I noticed mention of Dassault (read more about their acquisition of ABAQUS here), but didn’t see mention of PTC which I’m aware has been into VR for a number of years and has apparently done well with their Windchill application. Have to wonder where something like Croquet fits into this secretive and proprietary world. Might it eventually be the Linux of PLM?

There’s Money In Them Thar Virtual Hills

When the real world Gross National Product per capita of a virtual world ranks right behind Russia, there’s not much surprise in this story, “They play games for 10 hours – and earn £2.80 in a ‘virtual sweatshop'”, over on the Observer Guardian.

As they say, time is money. And this perhaps is one of the best examples I’ve seen. I imagine prospectors have staked their claims in poor, low-wage countries everywhere.

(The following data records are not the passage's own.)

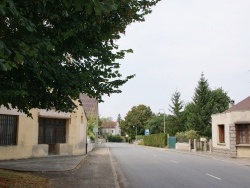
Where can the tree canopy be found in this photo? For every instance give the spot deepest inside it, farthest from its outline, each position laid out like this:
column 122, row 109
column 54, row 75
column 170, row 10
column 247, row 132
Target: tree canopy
column 52, row 50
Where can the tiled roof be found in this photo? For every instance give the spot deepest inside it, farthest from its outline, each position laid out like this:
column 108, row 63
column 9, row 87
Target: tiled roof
column 109, row 124
column 243, row 105
column 90, row 105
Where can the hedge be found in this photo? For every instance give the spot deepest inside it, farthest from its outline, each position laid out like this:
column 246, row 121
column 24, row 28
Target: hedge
column 156, row 140
column 114, row 138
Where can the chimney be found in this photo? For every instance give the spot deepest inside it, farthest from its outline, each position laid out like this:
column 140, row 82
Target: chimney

Simple, User-defined, and Maddening

GameSpy has a less than stellar rep within the gaming community, but they do occasionally have articles I really enjoy. Such is the case with this article covering Peter Molyneux’s talk during the GDC’s new “Vision Track” lecture series. His discussion on Simplicity resonated with the designer in me, and there are a few interface designers out there who could learn a few things from him. But for shear fun, it’s the last portion of the article that gets the juices going. It’s Molyneaux’s “The Room” experiment that really begins to capture some of what I think will crack open cyberspace to the average person (or drive them crazy).
theroom
For years I’ve been puzzled by the hiring of architects to design virtual worlds, when I’ve always thought it should be just the opposite: virtual designers should be people who know nothing about real world constraints – children for example. “The Room” may seem unresolved to us adults; a virtual place with little or no purpose beyond defying the real world’s laws of…well… reality. But then we don’t turn cardboard boxes into juggernaut tanks to do battle on uncut lawns. Or sit for hours watching ants disappear into their little holes in the ground, imagining what it must be like to step into their labyrinthian world. Well, not anymore. I’d be more than happy to have someone create something that helps bring some of that wonder back. We could all use a bit of that in this world.